Zu Beginn der zweiten Hälfte nennt er sich „Mr. Rocknroll“, erinnert aber eher an synthetische The Killers. Tatsächlich hat das Stil und unterhält, was neben dem kurzweiligen Arrangement vornehmlich an Himselfs guter Stimme liegt – etwas rauchig, etwas abgehangen, in den richtigen Momenten lebhaft. Gerade im Refrain, der recht unscheinbar und doch so herrlich eindringlich rüberkommt, ist viel Liebe angesagt. Das gilt auch für „Heartland“ – mehr Uptempo, mehr Indie Pop/Rock, in seinem gepfiffenem Part erneut stark gen USA blickend.

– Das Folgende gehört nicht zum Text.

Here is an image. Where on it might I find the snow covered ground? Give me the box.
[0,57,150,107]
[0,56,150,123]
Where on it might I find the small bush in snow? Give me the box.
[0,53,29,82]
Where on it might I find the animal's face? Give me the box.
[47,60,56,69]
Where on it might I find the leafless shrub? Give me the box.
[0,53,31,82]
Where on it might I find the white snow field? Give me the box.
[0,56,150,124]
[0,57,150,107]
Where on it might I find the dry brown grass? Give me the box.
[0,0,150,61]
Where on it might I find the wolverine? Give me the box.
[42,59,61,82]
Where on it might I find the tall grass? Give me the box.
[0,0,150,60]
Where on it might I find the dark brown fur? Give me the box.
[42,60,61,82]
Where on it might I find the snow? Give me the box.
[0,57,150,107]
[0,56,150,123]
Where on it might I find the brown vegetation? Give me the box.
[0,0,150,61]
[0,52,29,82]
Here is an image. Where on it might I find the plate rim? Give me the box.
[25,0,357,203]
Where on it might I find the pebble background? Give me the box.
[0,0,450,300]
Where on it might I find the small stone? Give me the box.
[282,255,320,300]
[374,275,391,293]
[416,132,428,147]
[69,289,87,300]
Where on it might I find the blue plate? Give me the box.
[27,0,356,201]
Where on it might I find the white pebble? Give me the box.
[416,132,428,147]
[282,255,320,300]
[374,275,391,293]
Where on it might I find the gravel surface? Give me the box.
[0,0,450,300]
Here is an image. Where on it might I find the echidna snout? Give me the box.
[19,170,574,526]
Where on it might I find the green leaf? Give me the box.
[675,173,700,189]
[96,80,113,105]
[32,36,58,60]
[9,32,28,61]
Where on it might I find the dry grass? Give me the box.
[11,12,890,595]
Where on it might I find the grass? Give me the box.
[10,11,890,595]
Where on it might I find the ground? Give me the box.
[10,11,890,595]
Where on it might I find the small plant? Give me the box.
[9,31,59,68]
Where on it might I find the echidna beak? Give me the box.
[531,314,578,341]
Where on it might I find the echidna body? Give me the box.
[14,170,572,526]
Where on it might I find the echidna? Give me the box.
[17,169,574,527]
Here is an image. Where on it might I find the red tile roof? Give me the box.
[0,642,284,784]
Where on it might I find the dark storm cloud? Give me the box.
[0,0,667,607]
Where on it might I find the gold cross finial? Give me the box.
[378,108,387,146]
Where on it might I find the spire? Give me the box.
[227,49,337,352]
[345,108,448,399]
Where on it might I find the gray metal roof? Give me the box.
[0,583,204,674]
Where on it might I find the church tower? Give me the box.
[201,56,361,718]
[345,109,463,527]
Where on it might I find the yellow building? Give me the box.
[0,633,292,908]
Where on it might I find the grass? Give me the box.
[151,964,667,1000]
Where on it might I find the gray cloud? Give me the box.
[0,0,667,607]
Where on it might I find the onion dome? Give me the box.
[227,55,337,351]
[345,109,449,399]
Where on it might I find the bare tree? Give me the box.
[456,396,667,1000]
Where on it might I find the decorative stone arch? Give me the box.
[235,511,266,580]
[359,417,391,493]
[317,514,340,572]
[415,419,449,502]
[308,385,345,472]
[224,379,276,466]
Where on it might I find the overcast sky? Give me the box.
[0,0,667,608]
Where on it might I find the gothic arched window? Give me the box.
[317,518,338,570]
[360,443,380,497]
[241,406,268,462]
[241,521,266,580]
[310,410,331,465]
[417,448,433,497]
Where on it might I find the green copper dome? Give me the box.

Der Protagonist nannte seinen Sound einst „Fondue-Western“ – mit einem gewissen Augenzwinkern – und traf den Nagel damit auf den Kopf.

Tatsächlich ist es aber das eröffnende Trio, das ein ohnehin bereits kurzweiliges Album richtig gut werden lässt. „Strangelove“ ist eine wahre Tour de Force, so treibend wie einfühlsam. Der ab und an fanfarenartige Track fließt und marschiert, lebt aber vor allem von seinem fantastischen Gesang. Danach packt „Baby’s Eyes“ die Gitarre aus und drängt den Indie-Sound schon mal in die Garage der ersten Strokes-Platte – sehr lässig, sehr abgehangen, aber zugleich mit dem passenden Pop-Anstrich versehen. Schließlich legt „Golden Days“ Balsam auf die vom erschütternden Verhalten einer Arcade Fire-Figur geschundenen Seelen. Auch hier weben Himself und Team dichte Texturen ineinander für einen warmherzigen wie understateten Chorus allererster Güteklasse.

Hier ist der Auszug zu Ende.